En gros, c’est ça : un bâtiment principal avec quelques dépendances. Le tout va passer au shaker de l’architecture entre le XVIème et le XIXème siècles. Lifting total pour les façades extérieures d’abord. C’est un curieux assemblage de briques et de silex qui créent un motif de damier. Ensuite, les deux tours, le colombier et les dépendances qui ceignent la cour d’honneur. Briques et silex toujours, mais en bandes superposées.
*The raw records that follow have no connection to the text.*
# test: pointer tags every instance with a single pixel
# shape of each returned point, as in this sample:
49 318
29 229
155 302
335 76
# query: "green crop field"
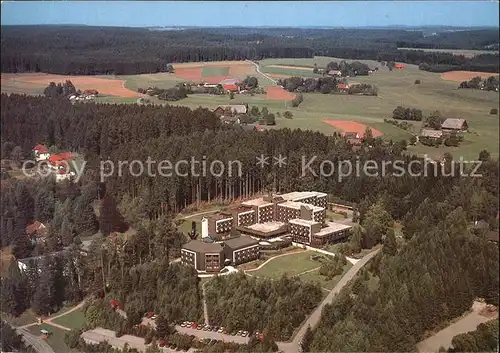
215 71
290 264
314 276
288 71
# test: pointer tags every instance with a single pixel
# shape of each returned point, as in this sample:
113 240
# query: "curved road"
313 319
257 68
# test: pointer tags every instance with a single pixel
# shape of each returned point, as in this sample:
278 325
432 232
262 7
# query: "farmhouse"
457 125
343 87
59 163
208 256
41 152
37 231
337 73
432 134
230 110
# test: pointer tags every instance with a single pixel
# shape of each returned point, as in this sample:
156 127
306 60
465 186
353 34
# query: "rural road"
36 342
213 335
444 337
313 319
257 68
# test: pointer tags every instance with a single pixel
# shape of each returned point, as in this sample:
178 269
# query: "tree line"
95 50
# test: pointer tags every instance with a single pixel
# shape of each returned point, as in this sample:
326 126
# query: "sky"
252 13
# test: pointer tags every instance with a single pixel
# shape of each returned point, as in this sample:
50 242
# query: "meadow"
395 88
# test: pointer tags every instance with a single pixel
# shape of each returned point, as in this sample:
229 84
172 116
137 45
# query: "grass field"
314 276
74 320
291 265
56 338
215 71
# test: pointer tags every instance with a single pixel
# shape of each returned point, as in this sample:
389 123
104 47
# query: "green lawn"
314 276
394 88
74 320
215 71
56 338
160 80
291 265
289 71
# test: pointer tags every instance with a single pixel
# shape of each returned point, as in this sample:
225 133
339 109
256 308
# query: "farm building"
343 87
351 135
457 125
229 81
429 133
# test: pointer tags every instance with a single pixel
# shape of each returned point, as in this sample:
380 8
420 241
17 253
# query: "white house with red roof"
41 152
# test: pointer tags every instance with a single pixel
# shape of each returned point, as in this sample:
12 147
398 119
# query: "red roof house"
231 88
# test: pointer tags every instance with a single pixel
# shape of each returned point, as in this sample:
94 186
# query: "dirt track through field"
304 68
352 126
459 76
104 86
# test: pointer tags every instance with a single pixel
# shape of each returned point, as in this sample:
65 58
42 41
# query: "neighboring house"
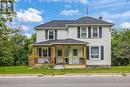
73 43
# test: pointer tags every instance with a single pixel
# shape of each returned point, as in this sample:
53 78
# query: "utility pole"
6 7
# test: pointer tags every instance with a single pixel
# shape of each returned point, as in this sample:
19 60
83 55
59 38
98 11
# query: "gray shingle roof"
82 20
60 41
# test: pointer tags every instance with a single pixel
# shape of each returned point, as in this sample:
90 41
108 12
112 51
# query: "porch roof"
61 41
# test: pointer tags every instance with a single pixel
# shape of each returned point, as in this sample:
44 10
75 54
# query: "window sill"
95 59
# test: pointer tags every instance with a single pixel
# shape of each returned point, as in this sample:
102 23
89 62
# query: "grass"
27 70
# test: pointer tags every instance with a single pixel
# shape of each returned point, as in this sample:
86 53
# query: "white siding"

Donc là, autour du bâtiment principal, les différents propriétaires l’ont joué « Forge of Empire » en construisant, déconstruisant, adaptant, rénovant tous les bâtiments alentours : colombier, étables, granges, écuries, vacheries et granges… Aujourd’hui, on est sur un plan plutôt classique et XVIIème, avec une cour d’honneur, des dépendances de chaque côté et le château face à nous.

Côté maison

A la fin du XVIIIème siècle, le château devient la résidence de la famille Firmin Didot. Cette famille, c’est pas n’importe laquelle ! Chez les Didot, on est imprimeur de père en fils depuis 1764 ! La start-up, elle a 252 ans quand même ! En 1790, Ambroise est le premier à y résider. Il cède ensuite le château à son fils, Alfred, lui aussi imprimeur. Il se dit que ça serait pas mal de faire quelques légers travaux, ambiance D&Co. Alors, en 1879, il fait rehausser le toit du château, et hop ! le bâtiment est orné d’une galerie. Mais ça suffit pas, alors zou ! Encadrement en pierre sculptée pour toutes les fenêtres ! Faut dire que ça a de la gueule. A l’intérieur aussi c’est champagne ! Un nouvel escalier, une chapelle et une cuisine Schimdt, le tout dans une ambiance gothique flamboyant. Et comme ça suffit toujours pas ! Alfred Firmin-Didot fait transformer la bergerie en bibliothèque ! J’t’explique pas la facture !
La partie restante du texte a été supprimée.